Importance of setting clear objectives and agreeing on goals
The success of the project in terms of developing community-based outreach services for individuals with mental health problems is highly influenced by the presence of clear objectives and agreed goals. Objectives and mutual goals unite and drive the team, even when the members face destructive challenges and conflicts. As a leader, one should strive to ensure that team members are conversant with the objectives of the project to boost output. Where the objectives are unclear, the inertia among some team members eventually forces the leader and some active members to work on every task (Khatri 78).
Paying attention to the individual development of your team members
Individual development entails promoting the well-being, career, as well as habits of team members. A team is only as strong as its shakiest link. Consider Maslow’s theory, which puts self-actualization at the zenith of the hierarchy of needs pyramid. When team members realize that their leader is willing to help them become what they desire, it results in some fundamental merits. Individual development not only ensures that team members accomplish their personal goals but also improves their productivity. Moreover, it encourages loyalty and dedication to the team. Such characteristics are crucial for a team of social workers that are assisting patients with mental problems. The social workers will always ensure the ascendancy of the patients’ needs and suggest ideas that promote the delivery of quality care (Martin, Charlesworth, and Henderson 45).
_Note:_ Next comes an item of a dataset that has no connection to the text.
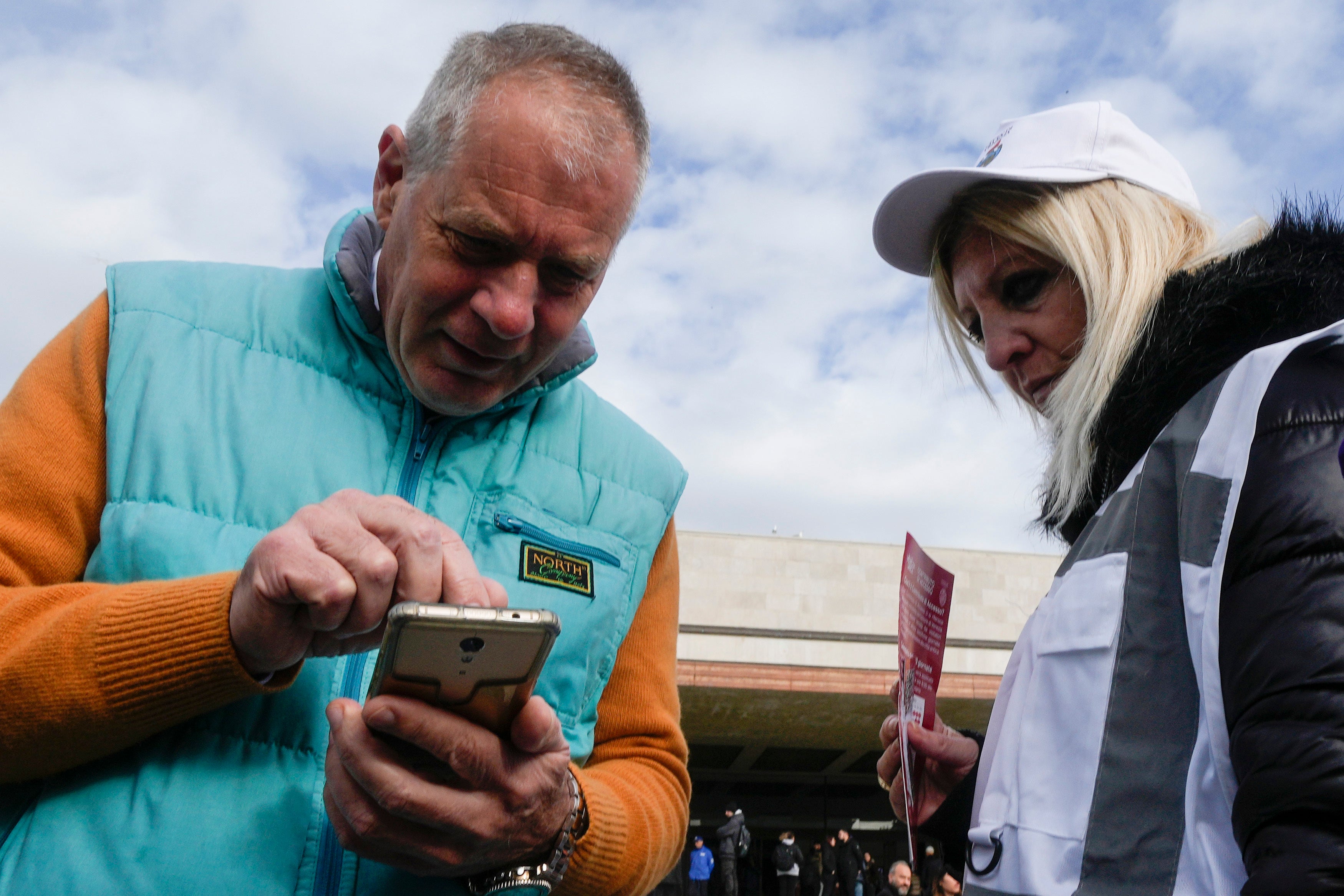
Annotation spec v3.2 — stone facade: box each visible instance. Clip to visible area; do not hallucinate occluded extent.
[677,532,1061,674]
Paying attention to task and maintenance activities
Douglas McGregor observed that for a team to operate effectively, some criteria have to be adopted, including task and maintenance. Task processes involve the means through which a team intends to do a project. Equally, maintenance activities entail the mechanisms that a team utilizes to keep itself used while working on a mission. Paying attention to task and maintenance helps team members to comprehend the objectives of the team such that they can use their skills to develop community-based services to assist individuals with mental challenges. Furthermore, it promotes proper communication among team members while keeping themselves motivated towards accomplishing the goals of the group (Dyer, Dyer, and Dyer 73).
Dyer, Gibb, Jeffrey Dyer, and William Dyer. Team Building: Proven Strategies for Improving Team Performance, New Jersey, NJ: John Wiley & Sons, 2013. Print.
Khatri, Naresh. Strategic Human Resource Management in Health Care, Bingley, West Yorkshire, England: Emerald Group Publishing, 2010. Print.
Martin, Vivien, Julie Charlesworth, and Euan Henderson. Managing in Health and Social Care, London: Routledge, 2010. Print.